After a year, though, Pico felt the same passion for climbing that she felt for running. She ramped up her workout regimen, training at 4 A.M. before her job as an accountant began and picking it back up as soon as work was over. In the following two years, she scaled smaller peaks throughout Ecuador—Rumiñahui, Pasochoa, Rucu Pichincha, Iliniza Norte, Cayambe—but nothing as tall as 19,000-foot Cotopaxi. On September 28, 2018, Pico reached Cotopaxi’s icy summit with the climbing team from ROMP on their first attempt. “I got rid of my left foot so I could plant both of them on the ground,” she says.
“The first year was very difficult, very tiring, very emotional,” she says. “It felt like starting all over again.”
Soon Pico was on the move once more. Crossing the finish line at the Chicago Marathon last October, Pico felt like she was moving through the dream she’d had nine years earlier. Thinking about that feeling again, she begins crying. “I never could have imagined I would be an athlete until after the surgery,” Pico says. Looking back, she says it was all worth it: the years of frustration and sacrifice, the relentless training, even the procedure itself. Her athletic accomplishments made it seem as though the prosthesis had become a part of her.

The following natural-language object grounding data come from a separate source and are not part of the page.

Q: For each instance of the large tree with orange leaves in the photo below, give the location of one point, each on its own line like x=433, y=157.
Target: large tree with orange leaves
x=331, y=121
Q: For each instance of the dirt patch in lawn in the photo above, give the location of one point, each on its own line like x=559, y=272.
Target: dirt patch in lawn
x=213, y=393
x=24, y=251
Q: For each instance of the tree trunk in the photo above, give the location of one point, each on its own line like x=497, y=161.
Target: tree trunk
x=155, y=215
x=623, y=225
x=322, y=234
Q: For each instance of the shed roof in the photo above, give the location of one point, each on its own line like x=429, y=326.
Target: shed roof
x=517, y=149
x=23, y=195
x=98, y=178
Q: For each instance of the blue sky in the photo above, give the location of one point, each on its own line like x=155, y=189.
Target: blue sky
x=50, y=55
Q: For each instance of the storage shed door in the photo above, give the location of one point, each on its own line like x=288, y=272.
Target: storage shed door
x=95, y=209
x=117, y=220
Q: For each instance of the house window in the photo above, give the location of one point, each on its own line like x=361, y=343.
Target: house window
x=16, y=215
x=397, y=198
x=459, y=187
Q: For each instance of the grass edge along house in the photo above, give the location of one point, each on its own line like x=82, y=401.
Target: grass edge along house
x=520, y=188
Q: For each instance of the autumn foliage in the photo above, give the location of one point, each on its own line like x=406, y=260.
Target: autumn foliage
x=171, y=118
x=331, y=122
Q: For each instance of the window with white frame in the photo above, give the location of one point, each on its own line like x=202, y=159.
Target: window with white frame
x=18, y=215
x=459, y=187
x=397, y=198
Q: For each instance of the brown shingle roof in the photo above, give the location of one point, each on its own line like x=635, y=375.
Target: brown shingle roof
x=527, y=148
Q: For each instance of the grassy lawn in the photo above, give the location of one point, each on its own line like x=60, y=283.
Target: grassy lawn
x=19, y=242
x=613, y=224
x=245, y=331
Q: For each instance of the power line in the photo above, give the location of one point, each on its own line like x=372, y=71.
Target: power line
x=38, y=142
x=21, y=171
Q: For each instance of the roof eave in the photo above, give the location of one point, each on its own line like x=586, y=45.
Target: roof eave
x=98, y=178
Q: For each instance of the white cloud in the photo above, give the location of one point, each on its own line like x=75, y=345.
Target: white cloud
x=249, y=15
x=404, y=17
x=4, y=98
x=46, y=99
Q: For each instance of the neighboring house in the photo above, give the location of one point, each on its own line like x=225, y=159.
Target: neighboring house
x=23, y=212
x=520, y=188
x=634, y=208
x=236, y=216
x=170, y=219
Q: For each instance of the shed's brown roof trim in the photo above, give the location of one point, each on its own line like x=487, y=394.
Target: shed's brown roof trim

Pico recommends that all athletes starting a new sport gradually ease themselves into it. Begin with longer walks, then runs, before diving into mountain hikes or marathons. “The key is to have patience. Every dream that is built takes time,” she says.
Pico plans to continue running one or two races a year, including in the New York City Marathon this fall. And she will keep climbing mountains with ROMP and its team of elite amputee climbers, chasing the feelings that come with standing on top of the world and crossing the finish line. “The small moments in which we lose our breath—that’s what life is about,” she says.